Menti que sim. Na tarde seguinte, o avô me levou uma vez mais ao lago. Chegados à beira do poente ele ficou a espreitar. Mas o tempo passou em desabitual demora. O avô se inquietava, erguido na proa do barco, palma da mão apurando as vistas. Do outro lado, havia menos que ninguém. Desta vez, bem o avô não via mais que a enevoada solidão dos pântanos. De súbito, ele interrompeu o nada:
- Fique aqui!
E saltou para a margem, me roubando o peito no susto. O avô pisava os interditos territórios? Sim, frente ao meu espanto, ele seguia em passo sabido. A canoa ficou balançando, em desequilibrismo com meu peso ímpar. Presenciei o velho a alonjar-se com a discrição de uma nuvem. Até que, entre a neblina, ele se declinou em sonho, na margem da miragem. Fiquei ali, com muito espanto, tremendo de um frio arrepioso. Me recordo de ver uma garça de enorme brancura atravessar o céu. Parecia uma seta trespassando os flancos da tarde, fazendo sangrar todo o firmamento. Foi então que deparei na margem, do outro lado do mundo, o pano branco. Pela primeira vez, eu coincidia com meu avô na visão do pano. Enquanto ainda me duvidava foi surgindo, mesmo ao lado da aparição, o aceno do pano vermelho do meu avô. Fiquei indeciso, barafundido. Então, lentamente, tirei a camisa e agitei-a nos ares. E vi: o vermelho do pano dele se branqueando, em desmaio de cor. Meus olhos se neblinaram até que se poentaram as visões.

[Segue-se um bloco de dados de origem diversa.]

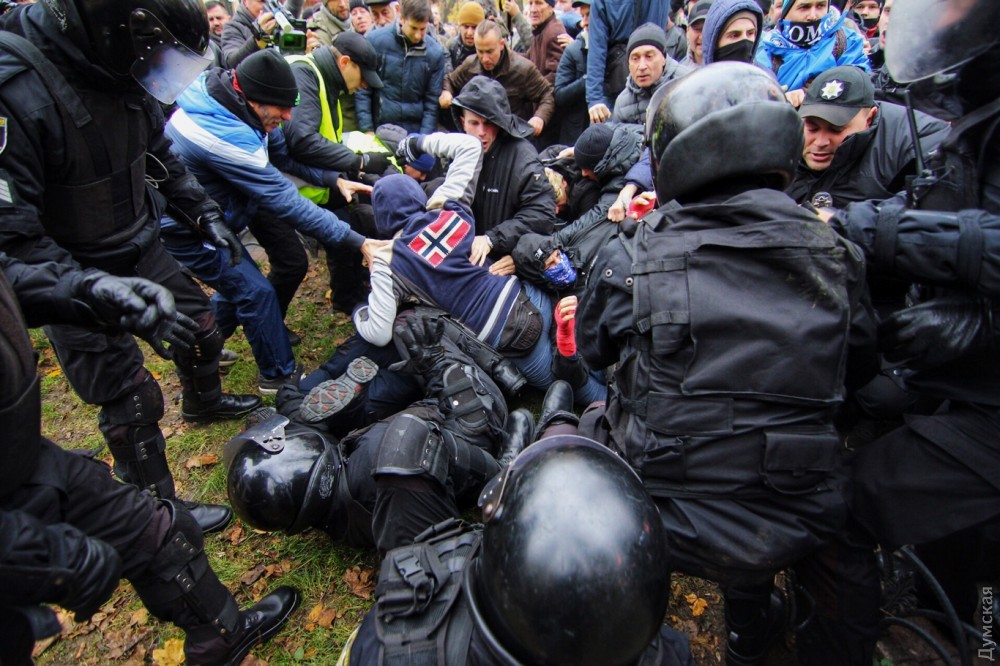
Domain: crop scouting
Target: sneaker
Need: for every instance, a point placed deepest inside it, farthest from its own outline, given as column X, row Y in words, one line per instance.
column 270, row 385
column 334, row 395
column 227, row 358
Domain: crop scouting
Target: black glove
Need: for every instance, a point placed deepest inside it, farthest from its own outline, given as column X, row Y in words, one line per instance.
column 375, row 163
column 410, row 148
column 93, row 569
column 418, row 339
column 142, row 308
column 937, row 332
column 220, row 235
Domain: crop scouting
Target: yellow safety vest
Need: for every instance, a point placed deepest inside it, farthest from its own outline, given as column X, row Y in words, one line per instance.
column 327, row 130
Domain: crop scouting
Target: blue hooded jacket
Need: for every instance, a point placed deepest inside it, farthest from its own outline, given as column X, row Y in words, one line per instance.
column 798, row 65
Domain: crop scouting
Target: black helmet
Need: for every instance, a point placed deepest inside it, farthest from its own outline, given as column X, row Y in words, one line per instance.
column 162, row 44
column 721, row 121
column 928, row 37
column 573, row 566
column 281, row 475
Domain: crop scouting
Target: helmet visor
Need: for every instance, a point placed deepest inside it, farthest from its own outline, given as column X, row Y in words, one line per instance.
column 164, row 66
column 928, row 37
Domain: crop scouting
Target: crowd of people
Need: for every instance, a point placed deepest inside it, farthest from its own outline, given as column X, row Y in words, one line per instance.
column 747, row 249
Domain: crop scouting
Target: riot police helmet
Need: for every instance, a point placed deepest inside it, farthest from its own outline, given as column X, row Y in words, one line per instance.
column 573, row 563
column 724, row 121
column 281, row 475
column 161, row 44
column 930, row 37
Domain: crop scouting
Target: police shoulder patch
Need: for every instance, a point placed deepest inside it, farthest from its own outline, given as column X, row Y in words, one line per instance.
column 8, row 195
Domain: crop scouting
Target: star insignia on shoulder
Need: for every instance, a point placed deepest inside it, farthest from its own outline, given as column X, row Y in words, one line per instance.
column 832, row 90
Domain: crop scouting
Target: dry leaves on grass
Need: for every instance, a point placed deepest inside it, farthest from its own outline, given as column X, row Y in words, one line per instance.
column 171, row 654
column 203, row 460
column 322, row 617
column 360, row 582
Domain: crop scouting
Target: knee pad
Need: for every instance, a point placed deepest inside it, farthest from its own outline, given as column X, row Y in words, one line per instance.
column 131, row 430
column 411, row 446
column 467, row 400
column 180, row 585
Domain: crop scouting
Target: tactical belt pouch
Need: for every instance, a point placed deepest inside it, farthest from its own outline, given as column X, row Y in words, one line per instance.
column 798, row 463
column 417, row 589
column 523, row 327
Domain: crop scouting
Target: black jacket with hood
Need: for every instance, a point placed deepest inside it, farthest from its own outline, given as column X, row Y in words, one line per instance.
column 513, row 196
column 872, row 163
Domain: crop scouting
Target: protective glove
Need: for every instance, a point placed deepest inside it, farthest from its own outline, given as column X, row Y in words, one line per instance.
column 375, row 163
column 937, row 332
column 418, row 339
column 92, row 570
column 142, row 308
column 219, row 234
column 410, row 148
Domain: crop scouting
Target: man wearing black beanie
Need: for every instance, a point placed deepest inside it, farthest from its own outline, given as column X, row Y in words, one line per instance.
column 223, row 131
column 649, row 68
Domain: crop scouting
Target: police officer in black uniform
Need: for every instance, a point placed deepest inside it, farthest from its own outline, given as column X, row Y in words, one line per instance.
column 735, row 318
column 933, row 480
column 384, row 484
column 85, row 174
column 68, row 531
column 568, row 569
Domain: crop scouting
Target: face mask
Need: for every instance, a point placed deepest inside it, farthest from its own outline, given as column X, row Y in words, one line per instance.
column 562, row 274
column 869, row 23
column 741, row 51
column 801, row 34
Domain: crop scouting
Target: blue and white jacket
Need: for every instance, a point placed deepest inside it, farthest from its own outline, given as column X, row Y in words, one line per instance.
column 217, row 138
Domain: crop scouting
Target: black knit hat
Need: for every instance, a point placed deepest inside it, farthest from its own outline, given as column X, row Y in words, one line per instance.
column 266, row 78
column 592, row 144
column 647, row 34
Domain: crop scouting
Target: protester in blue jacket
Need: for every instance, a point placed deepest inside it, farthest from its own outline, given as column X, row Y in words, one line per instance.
column 220, row 132
column 412, row 71
column 809, row 39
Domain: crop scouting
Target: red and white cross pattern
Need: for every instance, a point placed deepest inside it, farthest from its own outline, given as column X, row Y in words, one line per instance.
column 439, row 238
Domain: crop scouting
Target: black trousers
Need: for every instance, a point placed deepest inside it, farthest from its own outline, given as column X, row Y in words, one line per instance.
column 103, row 368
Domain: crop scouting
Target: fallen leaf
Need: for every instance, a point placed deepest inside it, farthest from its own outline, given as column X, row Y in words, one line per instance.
column 171, row 654
column 203, row 460
column 250, row 577
column 360, row 582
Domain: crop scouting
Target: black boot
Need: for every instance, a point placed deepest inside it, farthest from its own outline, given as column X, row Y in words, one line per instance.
column 203, row 399
column 755, row 619
column 256, row 625
column 132, row 432
column 557, row 407
column 519, row 432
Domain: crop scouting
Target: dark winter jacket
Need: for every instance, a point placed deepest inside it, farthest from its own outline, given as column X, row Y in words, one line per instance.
column 545, row 51
column 582, row 239
column 630, row 107
column 528, row 93
column 239, row 38
column 873, row 163
column 712, row 312
column 571, row 91
column 412, row 76
column 513, row 196
column 302, row 132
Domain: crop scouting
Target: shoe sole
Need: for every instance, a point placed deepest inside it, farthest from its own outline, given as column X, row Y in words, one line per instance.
column 260, row 637
column 334, row 395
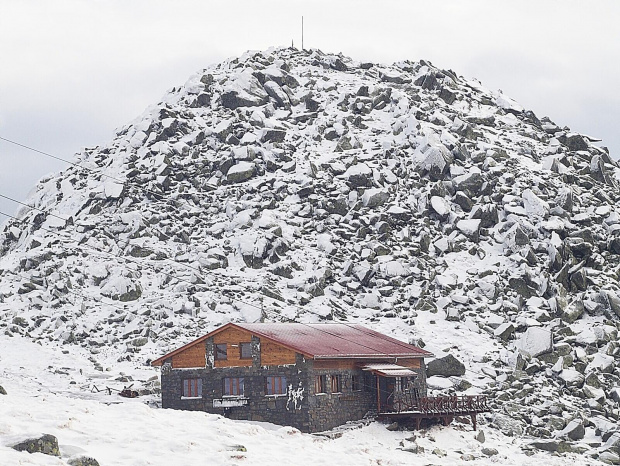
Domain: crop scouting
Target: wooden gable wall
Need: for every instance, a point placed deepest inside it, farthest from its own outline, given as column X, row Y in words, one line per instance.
column 272, row 354
column 232, row 337
column 194, row 356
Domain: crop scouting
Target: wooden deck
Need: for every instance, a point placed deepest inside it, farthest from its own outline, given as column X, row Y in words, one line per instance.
column 444, row 408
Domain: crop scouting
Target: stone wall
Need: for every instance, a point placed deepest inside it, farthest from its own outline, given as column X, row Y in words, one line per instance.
column 300, row 407
column 328, row 410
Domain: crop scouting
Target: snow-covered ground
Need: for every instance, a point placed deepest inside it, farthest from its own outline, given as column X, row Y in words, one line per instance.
column 42, row 398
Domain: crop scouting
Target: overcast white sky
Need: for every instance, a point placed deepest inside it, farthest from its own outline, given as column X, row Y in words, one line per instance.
column 71, row 71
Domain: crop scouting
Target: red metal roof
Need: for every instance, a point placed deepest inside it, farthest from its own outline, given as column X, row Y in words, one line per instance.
column 339, row 340
column 322, row 341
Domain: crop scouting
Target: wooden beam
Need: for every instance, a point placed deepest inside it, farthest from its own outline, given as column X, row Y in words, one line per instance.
column 378, row 396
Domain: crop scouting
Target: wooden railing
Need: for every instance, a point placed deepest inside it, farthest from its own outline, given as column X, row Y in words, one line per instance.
column 405, row 401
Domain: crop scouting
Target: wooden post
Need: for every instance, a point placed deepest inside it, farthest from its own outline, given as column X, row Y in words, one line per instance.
column 378, row 396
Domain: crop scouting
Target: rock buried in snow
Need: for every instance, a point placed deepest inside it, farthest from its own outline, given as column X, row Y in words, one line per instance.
column 375, row 197
column 508, row 425
column 359, row 175
column 551, row 446
column 470, row 228
column 536, row 341
column 46, row 444
column 574, row 430
column 489, row 451
column 504, row 331
column 446, row 366
column 83, row 461
column 243, row 90
column 240, row 172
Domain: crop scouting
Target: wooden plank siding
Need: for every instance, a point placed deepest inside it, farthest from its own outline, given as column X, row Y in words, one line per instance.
column 194, row 356
column 272, row 354
column 232, row 337
column 413, row 363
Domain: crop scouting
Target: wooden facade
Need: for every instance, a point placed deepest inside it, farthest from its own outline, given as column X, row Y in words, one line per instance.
column 312, row 376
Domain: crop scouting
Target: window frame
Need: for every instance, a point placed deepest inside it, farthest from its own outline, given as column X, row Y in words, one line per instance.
column 232, row 384
column 335, row 383
column 276, row 384
column 217, row 349
column 245, row 344
column 320, row 384
column 191, row 388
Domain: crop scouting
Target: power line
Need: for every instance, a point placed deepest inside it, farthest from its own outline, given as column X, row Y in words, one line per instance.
column 66, row 220
column 92, row 170
column 98, row 250
column 124, row 182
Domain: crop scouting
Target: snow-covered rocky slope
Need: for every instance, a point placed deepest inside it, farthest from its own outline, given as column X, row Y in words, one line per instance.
column 292, row 185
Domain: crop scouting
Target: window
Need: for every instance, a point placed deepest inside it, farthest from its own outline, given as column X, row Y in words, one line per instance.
column 192, row 388
column 320, row 384
column 336, row 385
column 220, row 352
column 275, row 385
column 232, row 386
column 245, row 350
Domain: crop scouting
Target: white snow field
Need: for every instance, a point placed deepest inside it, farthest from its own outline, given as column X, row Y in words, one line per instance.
column 120, row 431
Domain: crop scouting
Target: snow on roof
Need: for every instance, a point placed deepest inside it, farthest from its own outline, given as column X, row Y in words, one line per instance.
column 389, row 370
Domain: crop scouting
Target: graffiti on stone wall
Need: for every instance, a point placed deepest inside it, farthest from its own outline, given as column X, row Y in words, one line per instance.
column 295, row 397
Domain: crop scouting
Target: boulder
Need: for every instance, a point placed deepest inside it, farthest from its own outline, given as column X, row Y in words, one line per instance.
column 470, row 228
column 508, row 425
column 375, row 197
column 471, row 183
column 612, row 443
column 489, row 451
column 572, row 378
column 575, row 430
column 535, row 341
column 574, row 142
column 240, row 172
column 275, row 91
column 440, row 206
column 83, row 461
column 274, row 135
column 46, row 444
column 609, row 457
column 434, row 162
column 243, row 91
column 551, row 445
column 359, row 175
column 516, row 239
column 446, row 366
column 504, row 331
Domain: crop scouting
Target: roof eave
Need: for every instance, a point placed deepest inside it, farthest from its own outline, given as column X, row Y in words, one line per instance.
column 373, row 356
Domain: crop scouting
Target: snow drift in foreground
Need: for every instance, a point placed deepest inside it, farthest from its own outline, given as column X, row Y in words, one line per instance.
column 121, row 431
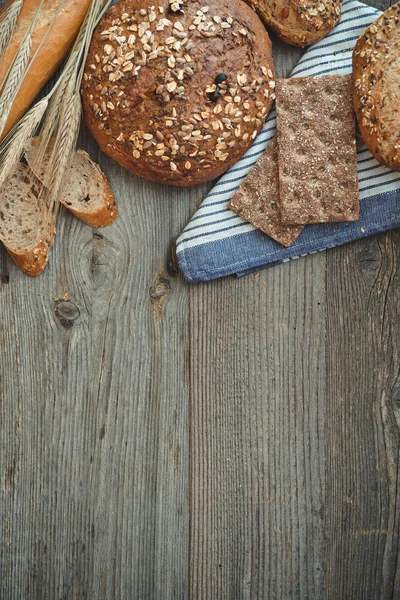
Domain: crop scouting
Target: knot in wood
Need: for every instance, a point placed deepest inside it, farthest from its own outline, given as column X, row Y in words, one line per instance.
column 67, row 312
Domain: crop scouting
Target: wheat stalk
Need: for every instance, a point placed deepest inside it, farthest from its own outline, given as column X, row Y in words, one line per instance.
column 13, row 146
column 8, row 22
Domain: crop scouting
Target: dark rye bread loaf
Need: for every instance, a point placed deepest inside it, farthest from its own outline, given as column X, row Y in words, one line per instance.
column 299, row 22
column 317, row 149
column 376, row 68
column 177, row 91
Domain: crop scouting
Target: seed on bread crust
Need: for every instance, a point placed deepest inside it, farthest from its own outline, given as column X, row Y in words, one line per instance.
column 183, row 71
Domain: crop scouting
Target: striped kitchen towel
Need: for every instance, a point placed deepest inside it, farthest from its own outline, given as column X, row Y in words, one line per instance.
column 216, row 242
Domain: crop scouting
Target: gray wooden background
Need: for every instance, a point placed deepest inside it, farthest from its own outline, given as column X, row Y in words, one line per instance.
column 233, row 440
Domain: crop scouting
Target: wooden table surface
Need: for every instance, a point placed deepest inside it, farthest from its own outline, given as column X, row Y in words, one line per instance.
column 232, row 440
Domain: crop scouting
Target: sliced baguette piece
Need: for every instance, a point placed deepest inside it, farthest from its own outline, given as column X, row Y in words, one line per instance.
column 86, row 191
column 26, row 228
column 376, row 95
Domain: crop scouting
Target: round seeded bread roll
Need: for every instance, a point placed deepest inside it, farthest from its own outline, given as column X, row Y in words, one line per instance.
column 376, row 68
column 299, row 22
column 176, row 91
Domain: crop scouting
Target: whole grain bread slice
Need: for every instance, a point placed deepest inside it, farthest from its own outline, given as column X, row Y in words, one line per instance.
column 257, row 199
column 86, row 191
column 317, row 149
column 26, row 227
column 376, row 68
column 299, row 22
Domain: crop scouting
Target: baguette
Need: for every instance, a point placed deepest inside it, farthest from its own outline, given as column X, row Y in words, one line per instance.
column 53, row 50
column 376, row 68
column 26, row 228
column 86, row 191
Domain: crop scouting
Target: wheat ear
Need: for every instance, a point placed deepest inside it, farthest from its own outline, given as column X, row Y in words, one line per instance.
column 13, row 146
column 8, row 22
column 64, row 145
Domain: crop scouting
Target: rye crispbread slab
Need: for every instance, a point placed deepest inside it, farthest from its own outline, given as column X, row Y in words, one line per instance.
column 317, row 149
column 257, row 199
column 376, row 68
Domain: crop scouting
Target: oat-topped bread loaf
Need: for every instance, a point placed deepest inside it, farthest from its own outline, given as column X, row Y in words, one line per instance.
column 299, row 22
column 177, row 91
column 376, row 68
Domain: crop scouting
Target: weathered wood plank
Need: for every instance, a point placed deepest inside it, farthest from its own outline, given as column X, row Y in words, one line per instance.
column 257, row 435
column 94, row 428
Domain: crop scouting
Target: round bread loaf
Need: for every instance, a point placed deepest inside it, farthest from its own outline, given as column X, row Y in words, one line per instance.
column 176, row 91
column 376, row 69
column 299, row 22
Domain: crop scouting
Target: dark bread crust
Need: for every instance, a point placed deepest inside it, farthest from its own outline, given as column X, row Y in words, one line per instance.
column 299, row 22
column 376, row 68
column 317, row 149
column 257, row 199
column 158, row 113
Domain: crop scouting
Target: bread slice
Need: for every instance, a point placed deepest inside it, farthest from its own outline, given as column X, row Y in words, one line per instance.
column 257, row 199
column 86, row 191
column 26, row 227
column 299, row 22
column 317, row 149
column 376, row 68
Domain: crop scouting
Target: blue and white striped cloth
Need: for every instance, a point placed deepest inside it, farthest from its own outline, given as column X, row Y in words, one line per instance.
column 217, row 243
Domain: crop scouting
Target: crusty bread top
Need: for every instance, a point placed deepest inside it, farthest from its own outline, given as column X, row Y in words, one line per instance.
column 299, row 22
column 177, row 91
column 317, row 149
column 24, row 219
column 376, row 67
column 54, row 44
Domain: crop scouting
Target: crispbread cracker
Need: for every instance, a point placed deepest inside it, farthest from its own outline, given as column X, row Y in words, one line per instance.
column 257, row 199
column 317, row 149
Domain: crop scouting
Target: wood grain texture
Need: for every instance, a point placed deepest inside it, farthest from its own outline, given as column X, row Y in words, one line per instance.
column 234, row 440
column 94, row 411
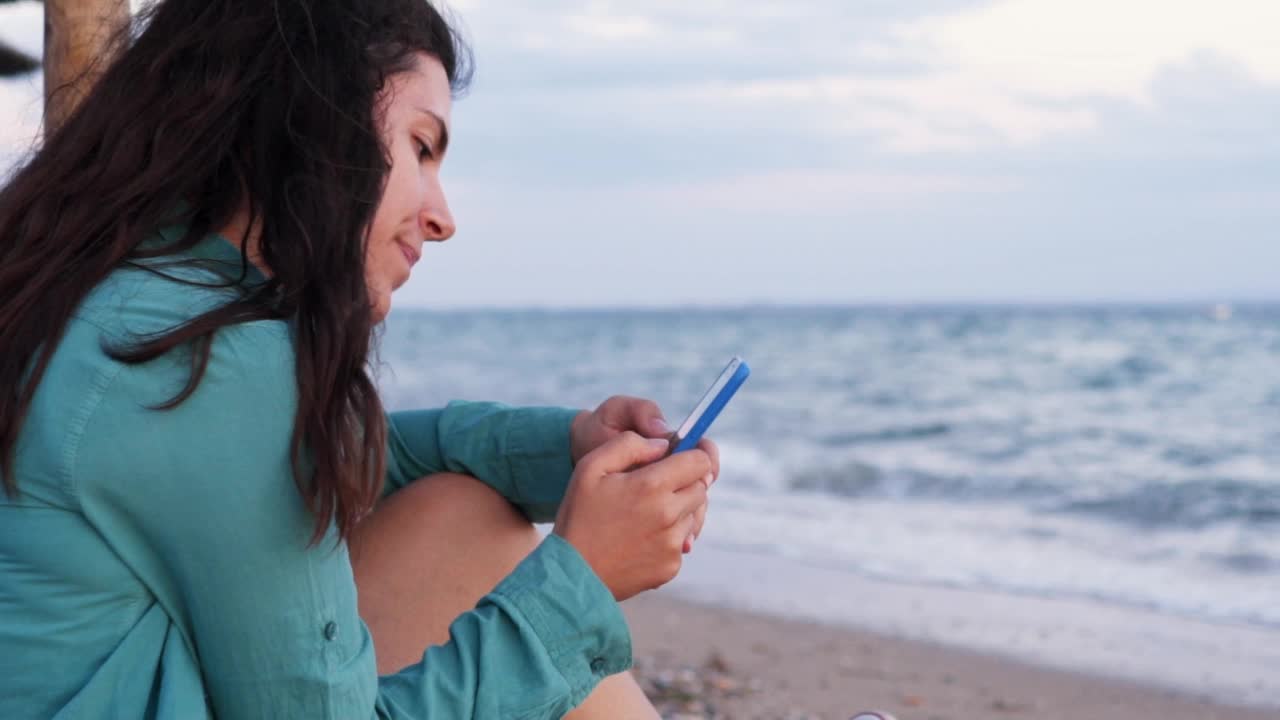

Enquanto remava um demorado regresso, me vinham à lembrança as velhas palavras de meu velho avô: a água e o tempo são irmãos gémeos, nascidos do mesmo ventre. E eu acabava de descobrir em mim um rio que não haveria nunca de morrer. A esse rio volto agora a conduzir meu filho, lhe ensinando vislumbrar os brancos panos da outra margem.